Even if you fight, you’ll probably lose in court. The U.S. Supreme Court refused to hear the case, Leonard v. Texas, in which Texas authorities seized $201,000 from a safe found in the back of a car it had pulled over. The driver contended that the money was from the sale of his mother’s house in Pennsylvania — and the safe included a bill of sale from the house, according to news reports. The courts found that the suspicious nature of the stop and conflicting testimony from the car’s occupants were sufficient reason to let the government keep the cash.
Justice Clarence Thomas slammed the high court’s refusal to review the case, noting “this system — where police can seize property with limited judicial oversight and retain for their own use — has led to egregious and well-chronicled abuses.” Well, yeah. If you give government officials the incentive to wantonly violate our rights, it shouldn’t be surprising that many government officials routinely use the power afforded them.
In some cases, police have even targeted really cool cars that they would like to have for the department, or vehicles that are owned outright (it makes it easier to take if you don’t have to deal with the note holder), thus distorting law-enforcement priorities.
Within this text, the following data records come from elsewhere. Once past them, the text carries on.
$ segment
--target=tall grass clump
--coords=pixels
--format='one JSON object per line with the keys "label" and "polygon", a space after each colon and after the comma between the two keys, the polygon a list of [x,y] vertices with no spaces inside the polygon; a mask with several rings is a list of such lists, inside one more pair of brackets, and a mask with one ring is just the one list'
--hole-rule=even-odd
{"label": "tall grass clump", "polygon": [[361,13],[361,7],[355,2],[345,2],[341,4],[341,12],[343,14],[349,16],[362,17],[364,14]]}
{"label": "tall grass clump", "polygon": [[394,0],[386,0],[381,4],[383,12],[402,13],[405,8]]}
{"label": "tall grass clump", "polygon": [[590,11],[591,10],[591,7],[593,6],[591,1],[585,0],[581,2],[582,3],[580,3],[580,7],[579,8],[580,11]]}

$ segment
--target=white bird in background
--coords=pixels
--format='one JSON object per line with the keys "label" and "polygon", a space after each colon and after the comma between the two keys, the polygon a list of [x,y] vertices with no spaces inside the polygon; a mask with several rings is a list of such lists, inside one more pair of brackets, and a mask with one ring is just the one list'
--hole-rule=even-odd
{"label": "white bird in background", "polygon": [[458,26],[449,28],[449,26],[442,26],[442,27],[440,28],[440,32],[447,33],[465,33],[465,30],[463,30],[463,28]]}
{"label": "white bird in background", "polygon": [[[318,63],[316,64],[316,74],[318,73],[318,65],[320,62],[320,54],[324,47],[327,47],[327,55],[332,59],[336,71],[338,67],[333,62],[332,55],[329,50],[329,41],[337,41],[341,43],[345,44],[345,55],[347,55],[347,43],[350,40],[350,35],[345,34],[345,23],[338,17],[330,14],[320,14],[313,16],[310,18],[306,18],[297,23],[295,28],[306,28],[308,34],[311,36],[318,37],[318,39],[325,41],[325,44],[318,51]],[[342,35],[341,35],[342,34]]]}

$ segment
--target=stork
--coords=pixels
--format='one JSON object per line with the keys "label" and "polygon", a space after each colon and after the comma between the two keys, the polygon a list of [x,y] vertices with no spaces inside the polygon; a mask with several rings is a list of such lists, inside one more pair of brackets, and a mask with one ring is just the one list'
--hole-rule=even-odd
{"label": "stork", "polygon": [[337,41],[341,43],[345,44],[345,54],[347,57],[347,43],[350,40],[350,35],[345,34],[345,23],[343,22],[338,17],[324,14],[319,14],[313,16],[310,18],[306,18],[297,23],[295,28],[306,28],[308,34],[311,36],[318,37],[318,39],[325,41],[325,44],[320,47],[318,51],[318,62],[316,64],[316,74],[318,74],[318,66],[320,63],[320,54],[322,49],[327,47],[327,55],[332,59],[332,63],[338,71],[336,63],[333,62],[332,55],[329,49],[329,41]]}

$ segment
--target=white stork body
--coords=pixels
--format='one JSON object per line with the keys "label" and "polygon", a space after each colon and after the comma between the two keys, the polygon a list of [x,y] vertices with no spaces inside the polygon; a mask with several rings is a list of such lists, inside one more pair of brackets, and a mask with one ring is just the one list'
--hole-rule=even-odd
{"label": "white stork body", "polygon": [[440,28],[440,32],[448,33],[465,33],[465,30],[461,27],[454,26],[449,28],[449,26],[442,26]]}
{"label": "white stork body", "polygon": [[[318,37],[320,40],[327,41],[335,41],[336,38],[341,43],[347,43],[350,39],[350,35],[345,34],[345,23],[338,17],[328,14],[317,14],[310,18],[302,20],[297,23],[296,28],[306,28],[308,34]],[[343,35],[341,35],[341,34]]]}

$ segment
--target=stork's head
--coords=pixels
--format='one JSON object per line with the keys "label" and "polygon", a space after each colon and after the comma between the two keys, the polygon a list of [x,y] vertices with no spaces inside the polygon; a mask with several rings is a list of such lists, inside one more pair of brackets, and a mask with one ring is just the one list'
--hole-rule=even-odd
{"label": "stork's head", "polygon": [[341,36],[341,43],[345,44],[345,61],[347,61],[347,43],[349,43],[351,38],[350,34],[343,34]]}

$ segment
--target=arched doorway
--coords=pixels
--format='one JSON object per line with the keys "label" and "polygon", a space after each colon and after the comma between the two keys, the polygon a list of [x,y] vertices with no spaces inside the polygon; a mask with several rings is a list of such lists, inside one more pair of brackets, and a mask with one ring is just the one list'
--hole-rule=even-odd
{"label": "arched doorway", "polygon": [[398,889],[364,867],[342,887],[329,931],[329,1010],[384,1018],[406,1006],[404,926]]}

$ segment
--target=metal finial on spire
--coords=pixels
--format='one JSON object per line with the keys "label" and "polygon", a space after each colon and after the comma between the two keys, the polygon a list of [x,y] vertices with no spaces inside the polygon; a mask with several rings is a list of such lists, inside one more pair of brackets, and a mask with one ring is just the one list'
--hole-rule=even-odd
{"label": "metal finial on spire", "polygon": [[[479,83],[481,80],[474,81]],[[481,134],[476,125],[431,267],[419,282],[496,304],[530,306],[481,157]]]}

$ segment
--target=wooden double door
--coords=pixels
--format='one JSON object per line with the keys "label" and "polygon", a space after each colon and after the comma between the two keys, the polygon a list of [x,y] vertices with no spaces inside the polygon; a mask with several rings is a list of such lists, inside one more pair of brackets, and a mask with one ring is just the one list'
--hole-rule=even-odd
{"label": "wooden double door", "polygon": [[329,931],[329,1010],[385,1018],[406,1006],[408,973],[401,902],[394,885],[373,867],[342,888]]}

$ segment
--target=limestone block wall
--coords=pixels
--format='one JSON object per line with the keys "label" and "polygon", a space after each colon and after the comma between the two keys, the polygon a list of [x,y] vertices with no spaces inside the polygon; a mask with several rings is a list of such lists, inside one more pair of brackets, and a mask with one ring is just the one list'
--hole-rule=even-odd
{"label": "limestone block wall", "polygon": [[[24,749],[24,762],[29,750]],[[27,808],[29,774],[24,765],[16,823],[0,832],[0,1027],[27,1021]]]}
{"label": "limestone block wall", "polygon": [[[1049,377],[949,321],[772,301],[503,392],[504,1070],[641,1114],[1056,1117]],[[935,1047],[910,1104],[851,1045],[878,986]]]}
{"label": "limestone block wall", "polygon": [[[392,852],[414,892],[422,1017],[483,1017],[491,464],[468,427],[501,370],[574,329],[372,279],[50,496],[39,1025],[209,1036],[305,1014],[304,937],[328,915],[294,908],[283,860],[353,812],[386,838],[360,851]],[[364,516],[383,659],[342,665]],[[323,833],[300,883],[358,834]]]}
In one case in Anaheim, the city and the feds tried to swipe a $1.5 million building from its owners (representing their life’s savings) after one of their tenants allegedly improperly sold $37 of marijuana to an undercover officer.
The case ultimately was dropped amid bad publicity, but that’s chilling. How would you like to lose your property because of something done by a tenant? How would you like to have your ranch seized after police, working with the U.S. Department of Justice and the Environmental Protection Agency, allege some violation of the Endangered Species Act? The system works like Donald Trump’s stated view of gun rights: The government just takes the property and worries about due process later.
But, don’t worry. Sessions, in new DOJ guidelines he issued last July, argued that “our law-enforcement officers do an incredible job.” After all, only four of five administrative forfeiture cases were never challenged in court. And he assured us that new “safeguards,” such as allowing department lawyers to review cases to see whether forfeiture is proper, will protect the public’s property rights. Of course, those department lawyers have every reason to side with the government’s property takers.
None of the superficial reforms do anything to reduce the incentive by police agencies and the federal government to take property. Sessions has also undermined the traditionally conservative principle of federalism, where states have the right to establish their own law in many areas. Many states have instituted reforms that reduce the ability of agencies to profit from their takings, or which require a conviction before a taking. To get around those laws, police engage in an “equitable sharing” program. They partner with the feds and then split the loot. Sessions wants those programs to proceed despite some state laws limiting them.
Sessions also noted that asset forfeiture is used properly in the “vast majority of cases.” He’s apparently unaware that in 87 percent of these takings cases there is no underlying criminal conviction. That touches on the only reform that will uphold the tenets of the Constitution. Police and Justice officials can still use asset forfeiture to grab the loot from criminal cartels. They simply need to do the hard work of convicting people first. It would also help if the agencies that grabbed the money didn’t get to keep it to reduce this Third-World-style conflict of interest.
Two of the Justice Department’s top officials who helped create the asset-forfeiture program during the 1980s drug war, John Yoder and Brad Cates, argued in a 2014 Washington Post column that the program has turned into an evil. They argued that “civil forfeiture is fundamentally at odds with our judicial system and notions of fairness. It is un-reformable.” Someone ought to send a copy to Sessions or, better yet, confiscate his property. I’m sure he did something wrong with that whole Russia thing. Why even bother to prove it?